The authors return again and again to the deadly effects of heat waves. Around the world, high temperatures are killing people and making them sick.
That is also true in the U.S. "Heat is the number one weather-related killer in the United States," says Juan Declet-Barreto of the Union of Concerned Scientists. "The effects of extreme heat aren't always visible which is something that makes people forget about them.
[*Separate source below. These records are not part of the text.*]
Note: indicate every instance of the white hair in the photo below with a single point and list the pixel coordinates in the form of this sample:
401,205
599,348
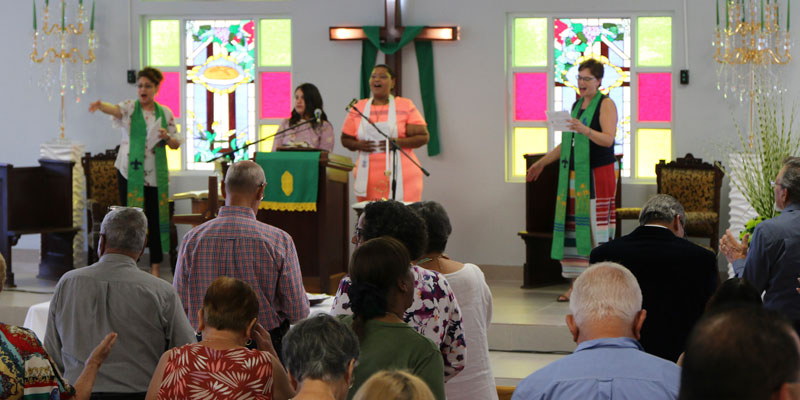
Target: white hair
244,177
125,228
605,290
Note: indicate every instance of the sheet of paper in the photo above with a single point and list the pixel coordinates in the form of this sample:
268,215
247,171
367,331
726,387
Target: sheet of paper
152,135
559,120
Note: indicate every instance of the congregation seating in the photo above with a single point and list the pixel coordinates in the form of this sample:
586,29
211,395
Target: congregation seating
696,185
38,200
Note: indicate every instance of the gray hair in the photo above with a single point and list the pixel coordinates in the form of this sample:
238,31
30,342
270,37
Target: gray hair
319,347
244,177
125,228
791,177
605,290
663,208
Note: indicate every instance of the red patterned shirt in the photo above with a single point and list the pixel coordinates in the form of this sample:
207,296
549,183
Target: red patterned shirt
237,245
195,371
26,371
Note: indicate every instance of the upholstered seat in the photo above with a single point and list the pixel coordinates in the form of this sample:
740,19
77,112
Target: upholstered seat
101,192
696,185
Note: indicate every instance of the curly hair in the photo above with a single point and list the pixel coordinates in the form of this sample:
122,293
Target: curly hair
392,218
437,222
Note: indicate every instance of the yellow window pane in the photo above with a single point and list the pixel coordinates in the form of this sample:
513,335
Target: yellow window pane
174,156
264,131
652,145
527,140
530,42
165,43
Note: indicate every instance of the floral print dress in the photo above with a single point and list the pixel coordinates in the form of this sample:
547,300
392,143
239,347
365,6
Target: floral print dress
435,314
195,371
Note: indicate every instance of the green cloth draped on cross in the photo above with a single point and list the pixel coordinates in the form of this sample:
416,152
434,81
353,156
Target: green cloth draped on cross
424,49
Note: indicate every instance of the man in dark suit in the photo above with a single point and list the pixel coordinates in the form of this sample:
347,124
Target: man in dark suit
677,277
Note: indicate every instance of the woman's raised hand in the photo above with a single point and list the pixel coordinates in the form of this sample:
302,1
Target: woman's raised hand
94,106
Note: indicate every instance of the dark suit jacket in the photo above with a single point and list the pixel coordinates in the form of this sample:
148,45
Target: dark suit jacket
677,277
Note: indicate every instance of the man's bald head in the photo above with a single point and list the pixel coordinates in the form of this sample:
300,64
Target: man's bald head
743,352
244,177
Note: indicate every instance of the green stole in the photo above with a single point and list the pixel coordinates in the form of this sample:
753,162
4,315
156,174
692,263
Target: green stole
583,231
136,170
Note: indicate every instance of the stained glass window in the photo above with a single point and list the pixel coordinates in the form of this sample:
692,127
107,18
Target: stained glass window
527,141
174,159
655,97
220,92
164,44
276,94
654,44
275,42
652,145
608,41
215,89
530,42
169,93
265,131
530,94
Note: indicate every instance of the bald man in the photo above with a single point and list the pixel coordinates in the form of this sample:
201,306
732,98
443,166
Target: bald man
236,245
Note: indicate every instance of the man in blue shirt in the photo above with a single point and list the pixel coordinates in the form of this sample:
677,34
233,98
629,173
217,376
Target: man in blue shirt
609,363
772,261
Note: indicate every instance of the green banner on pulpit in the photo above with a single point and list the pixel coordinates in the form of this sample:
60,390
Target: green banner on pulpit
291,180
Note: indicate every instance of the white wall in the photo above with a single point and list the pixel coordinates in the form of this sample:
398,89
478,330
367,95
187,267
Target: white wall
468,176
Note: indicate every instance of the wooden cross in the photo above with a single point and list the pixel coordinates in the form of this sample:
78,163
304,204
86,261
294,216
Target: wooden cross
392,31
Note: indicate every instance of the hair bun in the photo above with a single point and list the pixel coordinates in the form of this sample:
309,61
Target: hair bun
367,300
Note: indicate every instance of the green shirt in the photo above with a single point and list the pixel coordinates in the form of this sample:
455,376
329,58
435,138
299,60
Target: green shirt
397,346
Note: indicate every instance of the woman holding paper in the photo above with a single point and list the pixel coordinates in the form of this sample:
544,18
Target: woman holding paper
585,210
398,118
147,127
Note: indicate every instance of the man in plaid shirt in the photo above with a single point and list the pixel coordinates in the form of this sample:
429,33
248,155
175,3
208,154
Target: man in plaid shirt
236,245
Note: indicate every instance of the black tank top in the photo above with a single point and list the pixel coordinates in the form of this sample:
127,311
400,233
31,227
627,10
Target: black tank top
598,155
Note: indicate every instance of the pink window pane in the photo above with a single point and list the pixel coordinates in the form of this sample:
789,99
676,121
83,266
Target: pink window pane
655,97
530,96
276,94
170,92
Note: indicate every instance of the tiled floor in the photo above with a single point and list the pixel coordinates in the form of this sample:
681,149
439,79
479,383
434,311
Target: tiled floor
527,324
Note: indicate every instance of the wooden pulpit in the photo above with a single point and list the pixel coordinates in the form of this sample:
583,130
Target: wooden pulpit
321,237
540,209
38,200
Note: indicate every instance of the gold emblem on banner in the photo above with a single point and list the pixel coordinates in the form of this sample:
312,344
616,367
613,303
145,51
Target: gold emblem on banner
287,183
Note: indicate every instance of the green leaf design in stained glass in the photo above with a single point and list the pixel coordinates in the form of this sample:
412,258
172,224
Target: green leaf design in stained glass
530,42
275,47
654,42
164,43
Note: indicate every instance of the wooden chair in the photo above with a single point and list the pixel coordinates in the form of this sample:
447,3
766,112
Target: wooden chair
696,185
205,206
101,192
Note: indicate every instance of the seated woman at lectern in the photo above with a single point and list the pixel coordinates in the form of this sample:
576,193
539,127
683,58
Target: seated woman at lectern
319,135
398,118
147,127
585,217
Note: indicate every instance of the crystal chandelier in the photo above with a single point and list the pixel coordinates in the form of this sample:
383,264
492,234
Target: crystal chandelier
68,53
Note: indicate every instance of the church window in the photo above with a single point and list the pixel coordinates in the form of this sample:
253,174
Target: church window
637,55
232,85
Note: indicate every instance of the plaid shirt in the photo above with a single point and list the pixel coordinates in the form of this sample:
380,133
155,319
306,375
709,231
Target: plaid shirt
235,244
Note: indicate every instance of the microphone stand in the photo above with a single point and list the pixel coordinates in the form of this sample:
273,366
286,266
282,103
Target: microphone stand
230,153
394,148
But they are dangerous precisely because of that relative invisibility."
Worldwide, poor people, Indigenous people and others who are marginalized are at the highest risk from heat, and from the effects of climate change more broadly, the report notes repeatedly.
"I think we have not done a good enough job focusing on the poor and vulnerable," says Ko Barrett, one of the co-chairs of the U.N. Intergovernmental Panel on Climate Change, and a top climate official at the U.S. National Oceanic and Atmospheric Administration.
In the U.S., poor people and people of color are more likely to live and work in dense urban areas with limited green space where temperatures are significantly higher than the surrounding areas, with disastrous consequences.
Heat waves are particularly dangerous when they hit areas that are historically temperate, such as the Pacific Northwest, where hundreds people died in a heat wave last summer.
There is still time to control global warming
Scientists warn that humans must limit the rise in global average temperature to less than 2.7 degrees Fahrenheit (1.5 degrees Celsius) in order to avoid the most catastrophic effects of climate change. Global temperatures have already risen about 2 degrees Fahrenheit, or about 1.1 degree Celsius.
A previous U.N. report released last summer estimated there is at least a 50% chance that global temperatures will reach that 2.7 degree Fahrenheit threshold by mid-century. The new report digs into what that might look like. For example, there is a big difference between lingering briefly in the danger zone, and permanently camping out there.
If temperatures in some parts of the world exceed 2.7 degrees Fahrenheit briefly, before dropping again by mid-century, it's still possible to avoid widespread irreversible changes. Damaged ecosystems could recover. Strained aquifers could be replenished.
But, the report notes, if humans allow global warming to linger above 2.7 degrees Fahrenheit for decades, the world will be transformed for centuries. Ice sheets and glaciers will not soon refreeze. Extinct species will not come back to life.
Preventing that kind of runaway warming requires dramatic cuts to greenhouse emissions in the next decade, which would require that humans stop burning fossil fuels in cars, trucks and power plants. The U.S. has been slow to reduce emissions in part because misinformation about climate change and the politicization of climate science has caused widespread public confusion about the true risks of global warming, the report says.
In reaction to the report, U.N. Secretary-General, António Guterres doubled down on that message, calling fossil fuels "a dead end."
"Coal and other fossil fuels are choking humanity," Guterres says. Fossil fuel companies, banks and investors are all complicit, he argues. "Those in the private sector still financing coal must be held to account. Oil and gas giants - and their underwriters – are also on notice."